The answer? Nothing.
In fact, the Olympics or World Cup are never a good investment, even in places like Atlanta or Los Angeles. University of Maryland Professor Dennis Coates wrote a series of op-eds recently about the US World Cup bid. This is from his Atlanta piece:
The bad news is that despite the U.S. Bid Committee’s argument that the tournament will be a major moneymaker for the U.S. economy, the facts don’t back up the claims.
In July I released a report, “World Cup Economics: What Americans Need to Know About a U.S. World Cup Bid,” which reviewed the economics of megaevents and found that among other aberrations, a rosy prediction of a $4 billion positive impact from the 1994 World Cup was far off target. Instead of a $4 billion gain, post-Cup analysis revealed up to a $9 billion loss across the country.
But I like the Olympics. And the World Cup. For all their hypocrisy, they provide the world with a dash of inspiration and entertainment.
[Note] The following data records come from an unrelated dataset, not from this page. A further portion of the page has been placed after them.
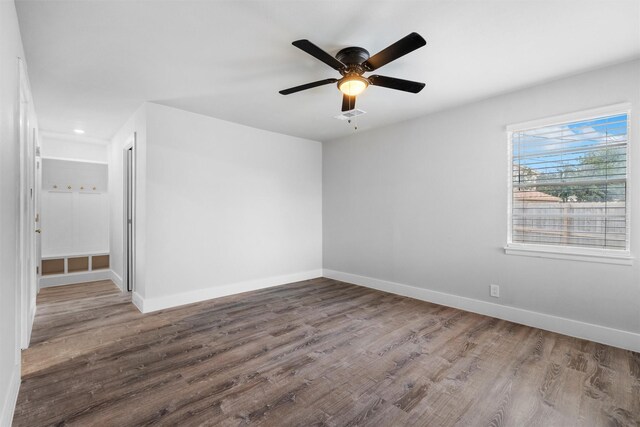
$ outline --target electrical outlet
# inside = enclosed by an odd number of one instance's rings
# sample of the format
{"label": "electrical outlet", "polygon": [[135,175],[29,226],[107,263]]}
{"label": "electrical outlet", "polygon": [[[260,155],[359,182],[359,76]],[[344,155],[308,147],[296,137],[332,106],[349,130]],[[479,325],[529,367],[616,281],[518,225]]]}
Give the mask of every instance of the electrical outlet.
{"label": "electrical outlet", "polygon": [[491,285],[491,296],[494,298],[500,298],[500,286]]}

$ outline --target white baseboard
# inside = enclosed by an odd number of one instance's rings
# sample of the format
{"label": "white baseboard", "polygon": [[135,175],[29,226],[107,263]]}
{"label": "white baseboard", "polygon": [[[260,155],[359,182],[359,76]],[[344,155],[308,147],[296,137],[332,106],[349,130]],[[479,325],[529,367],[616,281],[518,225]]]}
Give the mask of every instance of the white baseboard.
{"label": "white baseboard", "polygon": [[111,279],[111,270],[85,271],[82,273],[55,274],[40,277],[39,287],[48,288],[50,286],[73,285],[76,283],[95,282],[96,280]]}
{"label": "white baseboard", "polygon": [[122,277],[120,277],[120,275],[118,275],[118,273],[116,273],[113,270],[109,270],[109,272],[111,273],[111,277],[110,277],[111,281],[115,283],[117,287],[120,288],[121,292],[124,292],[124,289],[122,288]]}
{"label": "white baseboard", "polygon": [[150,313],[152,311],[162,310],[165,308],[177,307],[179,305],[191,304],[198,301],[205,301],[242,292],[255,291],[287,283],[300,282],[302,280],[315,279],[316,277],[321,276],[322,270],[317,269],[284,276],[274,276],[258,280],[249,280],[246,282],[231,283],[223,286],[198,289],[195,291],[181,292],[155,298],[142,298],[138,293],[134,292],[132,301],[142,313]]}
{"label": "white baseboard", "polygon": [[135,305],[136,308],[140,310],[140,313],[148,313],[147,311],[144,311],[144,299],[140,296],[140,294],[136,291],[133,291],[132,294],[133,295],[131,295],[131,302],[133,303],[133,305]]}
{"label": "white baseboard", "polygon": [[31,343],[31,332],[33,331],[33,322],[36,319],[36,311],[38,311],[38,306],[34,305],[29,311],[29,324],[27,325],[27,345],[25,348],[29,348],[29,344]]}
{"label": "white baseboard", "polygon": [[18,391],[20,391],[20,365],[14,365],[11,379],[7,384],[5,399],[2,402],[2,412],[0,415],[0,426],[10,426],[13,423],[13,412],[18,401]]}
{"label": "white baseboard", "polygon": [[514,323],[520,323],[551,332],[557,332],[576,338],[582,338],[601,344],[640,352],[640,334],[635,332],[613,329],[606,326],[552,316],[550,314],[539,313],[522,308],[494,304],[444,292],[417,288],[415,286],[404,285],[402,283],[343,273],[341,271],[325,269],[323,270],[323,276],[329,279],[340,280],[342,282],[377,289],[379,291],[428,301],[448,307],[459,308],[461,310],[471,311],[485,316],[497,317],[498,319],[508,320]]}

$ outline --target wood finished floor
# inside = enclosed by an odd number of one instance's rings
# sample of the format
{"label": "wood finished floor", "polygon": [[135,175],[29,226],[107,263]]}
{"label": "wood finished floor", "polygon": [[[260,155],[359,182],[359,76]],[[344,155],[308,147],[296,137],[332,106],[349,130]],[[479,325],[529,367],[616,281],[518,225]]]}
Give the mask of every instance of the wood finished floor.
{"label": "wood finished floor", "polygon": [[14,426],[639,420],[638,353],[321,278],[147,315],[43,289]]}

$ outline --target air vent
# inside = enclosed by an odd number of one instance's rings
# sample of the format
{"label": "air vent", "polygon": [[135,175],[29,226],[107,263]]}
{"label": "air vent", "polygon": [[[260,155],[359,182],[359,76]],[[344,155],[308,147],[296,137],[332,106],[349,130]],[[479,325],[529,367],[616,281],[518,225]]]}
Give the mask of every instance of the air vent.
{"label": "air vent", "polygon": [[338,120],[349,120],[354,117],[361,116],[363,114],[367,114],[367,112],[356,108],[355,110],[345,111],[342,114],[335,116],[335,118]]}

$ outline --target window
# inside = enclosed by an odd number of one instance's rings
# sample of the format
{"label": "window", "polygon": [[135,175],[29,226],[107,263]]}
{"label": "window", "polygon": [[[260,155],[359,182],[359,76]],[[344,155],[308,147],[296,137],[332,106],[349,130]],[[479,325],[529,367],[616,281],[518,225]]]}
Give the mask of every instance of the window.
{"label": "window", "polygon": [[509,127],[510,247],[628,257],[628,112]]}

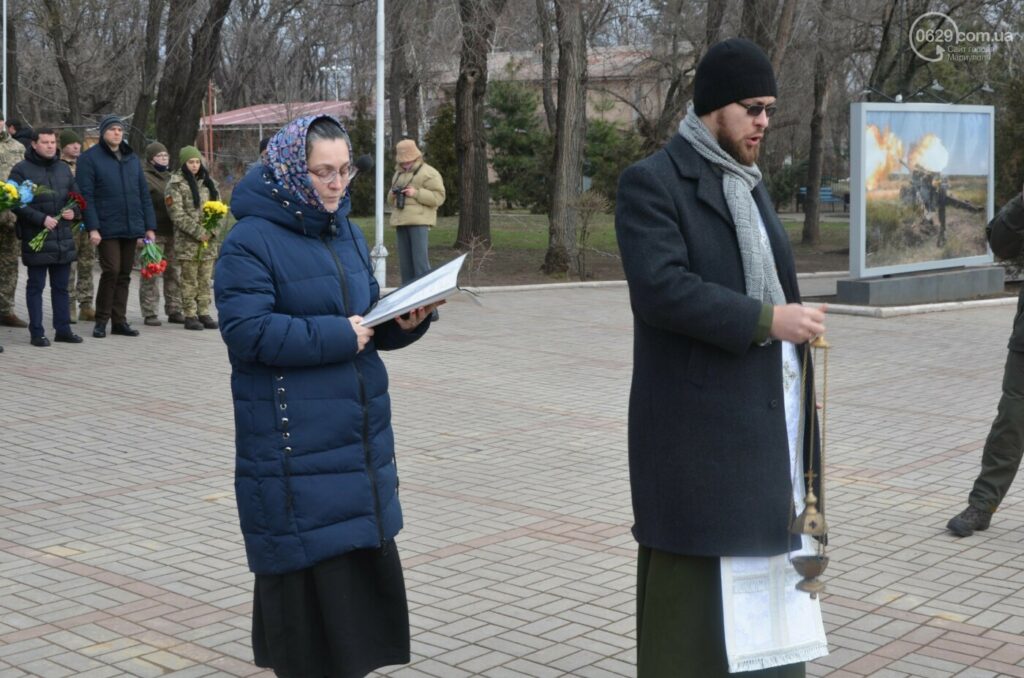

We can’t always be worried about development and poverty and people starving to death, right? Nah, we deserve to sit back and watch archery every once in a while …
So I would just rotate the games between, say, 4 set locations, maybe Los Angeles, Seoul, Paris. Sydney, maybe Athens now that they’ve built everything. You would make the most of the infrastructure costs, build tradition, cut out the corrupt politicking that determines sites and, more importantly, let us concentrate on the competition.